Lihat juga: Luis Manuel Maya dan Agusta Fatima Babo dan Cristovão
Kunjungan ke Dili
‘Suatu waktu Ibu dan saya medapatkan izin dari komandan distrik militer (Kodim) untuk pergi ke Dili mengunjungi adik-adik saya di basis militer Taibesi. Kami mendapat surat jalan untuk empat hari dan berangkat dengan menumpang di bagian belakang truk militer yang mengangkut kopi dari Ermera ke Dili. Kami pun menginap di rumah saudara. Setiba di basis militer kami ternyata tidak diizinkan masuk untuk melihat adik-adik saya. Seorang keturunan Timor Leste yang bekerja bagi para tentara memberitahu kami bahwa mereka sebenarnya ada di sana. Kami pun memutuskan untuk pulang dan mencoba kembali di hari berikutnya hanya untuk diberitahu bahwa batalion itu sudah pergi dengan membawa serta Agusta dan Madelina.
Kontak
‘Kami tidak melihat mereka pergi. Tentara-tentara tersebut berjanji akan menulisi kami surat. Janji yang tak pernah mereka penuhi. Kami tidak menerima berita apa pun dari adik-adik saya selama 25 tahun, hingga saat Referendum.

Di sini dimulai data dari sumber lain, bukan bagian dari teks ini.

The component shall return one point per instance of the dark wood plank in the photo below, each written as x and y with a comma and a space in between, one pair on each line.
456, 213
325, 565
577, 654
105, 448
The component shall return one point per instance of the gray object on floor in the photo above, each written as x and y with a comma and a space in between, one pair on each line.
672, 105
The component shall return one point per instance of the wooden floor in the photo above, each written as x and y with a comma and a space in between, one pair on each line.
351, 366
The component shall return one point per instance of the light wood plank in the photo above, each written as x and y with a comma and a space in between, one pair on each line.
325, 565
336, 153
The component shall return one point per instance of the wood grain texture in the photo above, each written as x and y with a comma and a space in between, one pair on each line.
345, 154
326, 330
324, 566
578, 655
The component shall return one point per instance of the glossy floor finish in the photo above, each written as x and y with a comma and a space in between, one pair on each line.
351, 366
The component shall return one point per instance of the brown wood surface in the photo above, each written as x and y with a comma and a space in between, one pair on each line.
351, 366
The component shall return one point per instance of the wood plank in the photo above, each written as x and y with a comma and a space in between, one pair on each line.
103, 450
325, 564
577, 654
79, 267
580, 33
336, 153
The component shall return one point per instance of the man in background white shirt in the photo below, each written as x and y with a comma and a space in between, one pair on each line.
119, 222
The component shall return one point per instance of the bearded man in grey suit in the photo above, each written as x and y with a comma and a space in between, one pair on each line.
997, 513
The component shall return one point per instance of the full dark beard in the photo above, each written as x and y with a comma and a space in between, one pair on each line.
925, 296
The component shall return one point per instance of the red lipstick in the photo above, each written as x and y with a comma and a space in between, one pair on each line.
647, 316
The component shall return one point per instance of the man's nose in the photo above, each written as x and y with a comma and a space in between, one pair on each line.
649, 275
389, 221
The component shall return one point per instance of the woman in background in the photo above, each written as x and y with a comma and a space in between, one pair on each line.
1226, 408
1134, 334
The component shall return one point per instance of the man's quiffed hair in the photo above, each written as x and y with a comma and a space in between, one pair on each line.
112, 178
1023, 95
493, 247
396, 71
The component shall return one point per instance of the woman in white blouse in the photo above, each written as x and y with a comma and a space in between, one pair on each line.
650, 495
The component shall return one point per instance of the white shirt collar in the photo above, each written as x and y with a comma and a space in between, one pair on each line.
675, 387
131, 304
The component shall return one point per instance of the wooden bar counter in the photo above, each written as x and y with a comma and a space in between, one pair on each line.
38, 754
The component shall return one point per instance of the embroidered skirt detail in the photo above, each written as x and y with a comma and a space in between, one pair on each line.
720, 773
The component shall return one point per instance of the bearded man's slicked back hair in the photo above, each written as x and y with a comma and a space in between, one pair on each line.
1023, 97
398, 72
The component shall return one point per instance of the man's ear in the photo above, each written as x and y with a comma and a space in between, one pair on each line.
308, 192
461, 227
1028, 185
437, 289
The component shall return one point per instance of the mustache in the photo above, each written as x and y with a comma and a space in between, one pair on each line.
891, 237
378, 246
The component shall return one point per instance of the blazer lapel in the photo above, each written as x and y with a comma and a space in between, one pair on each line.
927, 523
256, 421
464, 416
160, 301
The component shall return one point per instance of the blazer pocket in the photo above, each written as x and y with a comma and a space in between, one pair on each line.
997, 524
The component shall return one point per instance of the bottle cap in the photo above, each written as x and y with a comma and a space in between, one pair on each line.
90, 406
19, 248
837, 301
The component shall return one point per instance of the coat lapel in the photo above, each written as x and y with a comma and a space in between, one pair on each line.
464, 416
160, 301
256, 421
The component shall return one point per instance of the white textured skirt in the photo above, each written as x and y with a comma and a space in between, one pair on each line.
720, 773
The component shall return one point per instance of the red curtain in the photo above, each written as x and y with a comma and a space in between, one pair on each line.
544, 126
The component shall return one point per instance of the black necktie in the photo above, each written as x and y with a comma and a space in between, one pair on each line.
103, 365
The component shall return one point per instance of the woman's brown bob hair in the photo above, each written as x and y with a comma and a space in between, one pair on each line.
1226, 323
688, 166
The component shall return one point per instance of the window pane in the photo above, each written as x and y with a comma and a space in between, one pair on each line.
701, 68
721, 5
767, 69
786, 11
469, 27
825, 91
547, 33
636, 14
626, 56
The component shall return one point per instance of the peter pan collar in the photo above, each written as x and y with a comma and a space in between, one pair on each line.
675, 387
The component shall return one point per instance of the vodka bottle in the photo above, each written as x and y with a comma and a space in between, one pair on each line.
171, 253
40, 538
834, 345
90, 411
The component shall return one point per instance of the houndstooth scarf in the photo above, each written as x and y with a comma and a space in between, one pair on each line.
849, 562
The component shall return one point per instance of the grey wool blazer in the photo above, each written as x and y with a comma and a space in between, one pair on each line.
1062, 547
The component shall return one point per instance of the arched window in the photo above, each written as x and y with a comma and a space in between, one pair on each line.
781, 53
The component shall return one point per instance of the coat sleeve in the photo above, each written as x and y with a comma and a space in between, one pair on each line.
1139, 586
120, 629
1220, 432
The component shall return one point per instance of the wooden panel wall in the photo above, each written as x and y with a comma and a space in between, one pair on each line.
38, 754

‘Akhirnya Madelina kembali ke Timor Barat bersama suaminya, Hermansia, yang adalah seorang tentara dari Sumatra. Saat itu banyak orang dari Ermera yang lari ke Timor Barat seusai Referendum. Hermansia dan Madelina mengirim surat dan foto: Satu foto dia dengan kakaknya dan satunya lagi mereka berdua dengan suami masing-masing.
‘Memang pada tahun 1977 kami sempat mendengar bahwa tentara yang mengambil mereka menyerahkan mereka kepada keluarga militer lain untuk dipelihara, tapi kedua adik saya itu tetap saling berhubungan. Keduanya kini telah menikah dan mempunyai anak. Ketika kami menelepon Agusta melalui nomor yang diberikan Madelina, ia menanyakan Ibu, tapi kami tidak sampai hati memberitahunya bahwa Ibu sudah meninggal bertahun-tahun yang lalu. Dua kali kami sempat mengontak Madelina, tapi kemudian nomornya yang di Kupang tidak dapat dihubungi lagi. Kami dengar Hermansia ditugaskan ke Medan, Sumatra. Sementara itu, kami pun kehilangan kontak dengan Agusta.
‘Hingga kini keluarga kami masih berharap bahwa mereka akan menghubungi kami lagi suatu hari nanti.’
____________________________________________________
1. UDT pada awalnya ingin supaya tetap ada hubungan dengan Portugal, tapi nantinya memilih integrasi dengan Indonesia. Lihat Bagian ke-3.7 Laporan CAVR Chega! Sejarah Konflik, Konflik bersenjata internal.